Mais, rappelle Njoya Moussa, aucun résultat provisoire officiel n’a encore été proclamé par Elecam, ce qui rend cette exigence juridiquement absurde.
« C’est une véritable hérésie juridique. On demande à un candidat de reconnaître une victoire que la loi interdit à Elecam de proclamer », explique le politologue.
De l’autre côté, ne pas déposer de recours signifierait accepter de facto le verdict des institutions. Dans ce cas, Issa Tchiroma n’aurait plus que la mobilisation populaire comme levier politique — un scénario qui inquiète plus d’un observateur à Yaoundé.
Le piège du système électoral camerounais
Pour Njoya Moussa, ce dilemme met en lumière les failles structurelles du système électoral camerounais :
« Notre cadre juridique est conçu pour bloquer toute contestation sérieuse. Si vous déposez un recours, vous légitimez la victoire de l’autre. Si vous refusez, vous perdez toute voie légale. »
Cette zone grise institutionnelle place le FNSC dans une situation délicate. En se présentant comme “candidat du peuple”, Tchiroma a suscité un élan populaire inédit. Mais face au silence d’Elecam et aux lenteurs du Conseil constitutionnel, sa base commence à s’impatienter.

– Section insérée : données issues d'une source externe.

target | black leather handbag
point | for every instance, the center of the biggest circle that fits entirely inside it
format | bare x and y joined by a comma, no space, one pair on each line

Certains cadres du parti évoquent déjà « des actions citoyennes pacifiques », tandis que d’autres prônent une stratégie juridique prudente.
Et maintenant ? Le choix de Tchiroma déterminera la suite
Ce mercredi 15 octobre à minuit, la fenêtre de dépôt des recours se ferme. Le Cameroun retiendra son souffle.
S’il choisit la voie institutionnelle, Issa Tchiroma pourrait donner un signal d’apaisement, mais aussi risquer de valider un système qu’il dénonce.
S’il refuse, le pays pourrait entrer dans une phase de tension politique et sociale sans précédent.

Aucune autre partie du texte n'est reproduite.